Heute die Fortsetzung zum gestern erschienenen ersten Teil über die Hilfestellungen der Physik für die Finanzmärkte. Die Inhalte sind aus mehreren Beiträgen (siehe Literaturhinweis) konsolidiert.
Berücksichtigung von Rückkopplungen
Die physikalischen Phänomene und die Vorgänge an der Börse haben vor allem eines gemeinsam: Unzählige Elemente sind in Netzwerken miteinander verkoppelt. Und Phänomene mit vielfachen Interaktionen ließen sich fast immer gut mit Potenzverteilungen beschreiben. Dies könnten in der Seismik etwa kleine Risse sein, in denen sich Energie aufbaut und sich in Kaskaden bis zum Ausbruch eines Erdbebens fortpflanzt, meint Sornette, der früher in Kalifornien in der Erdbebenforschung aktiv war. Bei Epilepsie sei es das Zusammenspiel von miteinander über Synapsen verbundenen Neuronen.
Ökonophysiker übertrugen das auf die Finanzmärkte und folgerten, dass die korrekte Verteilung von Kursschwankungen nur erklärt werden könne, wenn man die Interaktionen zwischen vielen Investoren und die daraus resultierenden Verhaltensweisen berücksichtige. Sornette nennt Nachahmungs- und Herdentrieb, positive Rückkoppelung, Panikreaktionen und spontane Selbstorganisation. Nicht jedermann ist allerdings mit solchen Analogien einverstanden. Der Finanztheoretiker Bruce Mizrach meint, die Tatsache, dass verschiedene Phänomene ähnlichen Potenzverteilungen folgten, bedeute keineswegs, dass sie den gleichen Gesetzen gehorchten.
Überprüfung mit Computermodellen
Durch solche Kritik lassen sich die Ökonophysiker allerdings nicht beirren. Mit Computermodellen versuchen sie herauszufinden, ob einfache Verhaltensregeln zwischen den Investoren (wie etwa «Kaufe die Aktie, wenn ihr Preis um fünf Prozent gefallen ist und der Kollege sie auch kauft») tatsächlich zum Platzen von Blasen und zu Börsencrashs führen können. Obwohl dies noch keinen Beweis darstellen würde, dass die Regeln tatsächlich gelten, wäre es zumindest ein Hinweis auf ihre Brauchbarkeit zur Erklärung des Marktverhaltens.

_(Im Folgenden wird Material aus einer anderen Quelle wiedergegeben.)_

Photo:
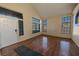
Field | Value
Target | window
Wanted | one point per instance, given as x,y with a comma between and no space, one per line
35,25
66,24
44,22
21,29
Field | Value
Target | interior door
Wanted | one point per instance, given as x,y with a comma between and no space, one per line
9,27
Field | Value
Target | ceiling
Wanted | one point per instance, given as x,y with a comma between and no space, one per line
52,9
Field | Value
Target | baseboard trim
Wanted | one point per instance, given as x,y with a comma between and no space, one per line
55,36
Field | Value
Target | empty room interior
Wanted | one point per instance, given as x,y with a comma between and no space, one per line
39,29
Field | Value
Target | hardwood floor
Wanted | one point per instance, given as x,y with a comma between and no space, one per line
47,46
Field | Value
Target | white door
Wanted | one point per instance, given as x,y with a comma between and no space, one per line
9,27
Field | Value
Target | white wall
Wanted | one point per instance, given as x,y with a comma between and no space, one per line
28,12
55,26
75,36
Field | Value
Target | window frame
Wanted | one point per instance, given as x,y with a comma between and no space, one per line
36,22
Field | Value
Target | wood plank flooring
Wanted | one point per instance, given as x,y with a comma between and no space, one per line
46,45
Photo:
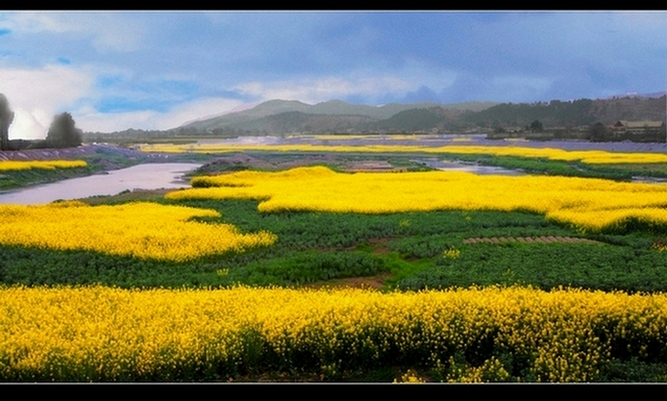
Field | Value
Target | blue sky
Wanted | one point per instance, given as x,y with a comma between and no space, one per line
156,70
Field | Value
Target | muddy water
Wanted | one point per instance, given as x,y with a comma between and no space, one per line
143,176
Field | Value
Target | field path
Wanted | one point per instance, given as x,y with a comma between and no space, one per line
531,240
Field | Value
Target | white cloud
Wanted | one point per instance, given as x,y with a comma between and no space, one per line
518,87
109,31
36,95
91,120
315,90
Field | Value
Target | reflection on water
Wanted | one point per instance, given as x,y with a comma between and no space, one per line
143,176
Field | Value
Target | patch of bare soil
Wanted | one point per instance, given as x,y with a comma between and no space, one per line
135,195
372,282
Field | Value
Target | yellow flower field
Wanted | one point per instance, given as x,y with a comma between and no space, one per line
11,165
143,230
585,156
591,204
108,334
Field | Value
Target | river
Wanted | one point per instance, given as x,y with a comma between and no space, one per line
142,176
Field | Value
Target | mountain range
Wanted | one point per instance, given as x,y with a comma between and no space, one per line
335,116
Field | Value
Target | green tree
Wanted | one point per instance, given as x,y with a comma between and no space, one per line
536,126
6,118
63,133
598,132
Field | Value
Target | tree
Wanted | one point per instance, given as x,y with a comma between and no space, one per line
6,118
598,132
536,126
63,133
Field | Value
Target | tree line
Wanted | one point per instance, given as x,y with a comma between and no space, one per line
61,134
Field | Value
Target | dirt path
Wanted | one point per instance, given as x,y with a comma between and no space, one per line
531,240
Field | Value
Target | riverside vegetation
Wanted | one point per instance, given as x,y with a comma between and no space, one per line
84,298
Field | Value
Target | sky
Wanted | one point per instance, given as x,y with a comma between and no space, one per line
150,70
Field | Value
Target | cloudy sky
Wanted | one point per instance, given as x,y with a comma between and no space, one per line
156,70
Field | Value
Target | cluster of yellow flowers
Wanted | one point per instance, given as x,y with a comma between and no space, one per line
585,156
11,165
590,204
143,230
98,333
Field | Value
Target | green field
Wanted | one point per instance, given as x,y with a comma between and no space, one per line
387,252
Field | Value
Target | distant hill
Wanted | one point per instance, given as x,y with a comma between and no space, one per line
279,114
277,117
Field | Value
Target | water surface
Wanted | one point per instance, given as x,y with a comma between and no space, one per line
142,176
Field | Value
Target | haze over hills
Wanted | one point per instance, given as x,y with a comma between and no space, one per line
278,117
330,108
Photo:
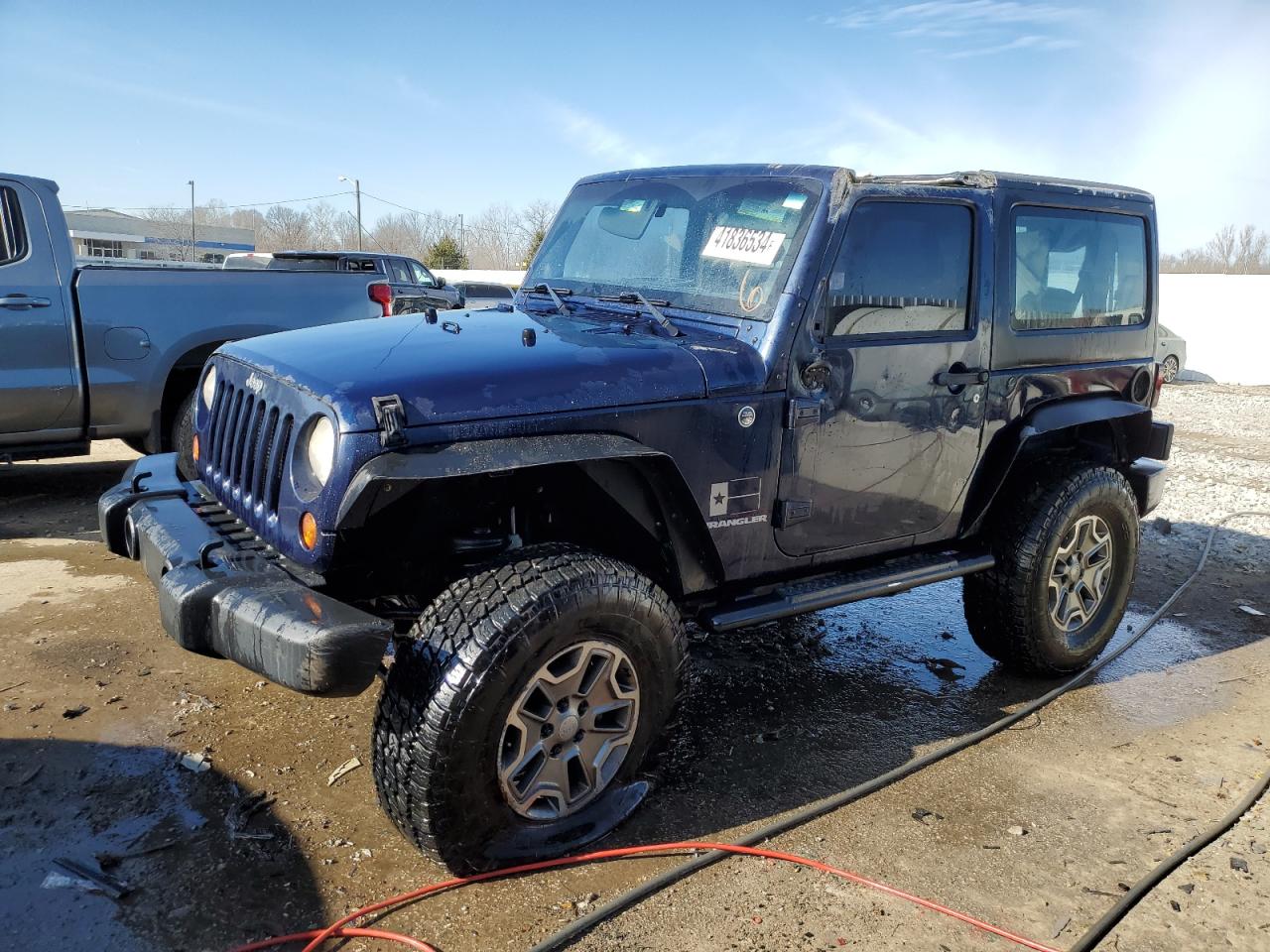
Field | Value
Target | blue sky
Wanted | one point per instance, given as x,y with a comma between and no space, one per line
458,108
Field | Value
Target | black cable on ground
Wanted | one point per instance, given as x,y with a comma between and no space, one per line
583,924
1098,930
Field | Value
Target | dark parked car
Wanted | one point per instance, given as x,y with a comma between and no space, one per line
479,296
1170,352
414,289
726,394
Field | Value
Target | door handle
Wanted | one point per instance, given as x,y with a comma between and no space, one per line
19,302
960,377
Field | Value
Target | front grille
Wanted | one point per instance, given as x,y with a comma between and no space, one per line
246,451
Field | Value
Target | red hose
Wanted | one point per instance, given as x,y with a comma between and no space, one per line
339,928
341,933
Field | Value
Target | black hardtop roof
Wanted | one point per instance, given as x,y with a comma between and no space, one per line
828,173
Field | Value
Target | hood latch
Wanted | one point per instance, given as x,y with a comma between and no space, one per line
390,416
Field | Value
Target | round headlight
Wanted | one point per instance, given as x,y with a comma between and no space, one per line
320,449
209,388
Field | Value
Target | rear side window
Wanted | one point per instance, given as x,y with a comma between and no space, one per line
13,231
903,268
1079,270
422,276
488,291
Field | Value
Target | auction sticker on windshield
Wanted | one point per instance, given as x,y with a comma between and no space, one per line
748,245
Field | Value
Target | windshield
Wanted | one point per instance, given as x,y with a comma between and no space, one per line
716,244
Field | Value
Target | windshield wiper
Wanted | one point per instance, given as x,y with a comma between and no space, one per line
633,298
554,294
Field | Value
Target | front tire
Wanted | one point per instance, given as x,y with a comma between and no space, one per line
492,697
1066,544
183,438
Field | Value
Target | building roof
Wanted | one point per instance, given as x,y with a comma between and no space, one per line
828,173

Zu den Forschern, die Finanzmärkte mit den Mitteln der statistischen Physik simulieren, gehört Blake LeBaron von der Brandeis University in Massachusetts. In seinen Computerprogrammen interagieren viele Agenten nach wenigen, möglichst einfachen Regeln. Manchmal treten dann kollektive Phänomene wie Panikreaktionen auf, die es in der «rationalen» Welt der klassischen Finanzmarkttheorie gar nicht geben sollte. So stellte sich bei den Simulationen heraus, dass Anlagestrategien, die in gewöhnlichen Zeiten nicht korreliert sind, in Krisenzeiten durch das «irrationale» Verhalten der interagierenden Investoren stark zu korrelieren beginnen. Der ursprüngliche Wunsch, das Klumpenrisiko zu vermindern, wird also in sein Gegenteil verkehrt: Mit zunehmender Volatilität werden Wertpapierbestände, die gut diversifiziert schienen, plötzlich Risiko-anfällig. Dies könnte einer der Gründe dafür sein, dass Crashs öfters auftreten, als man es aufgrund der Normalverteilung erwarten würde.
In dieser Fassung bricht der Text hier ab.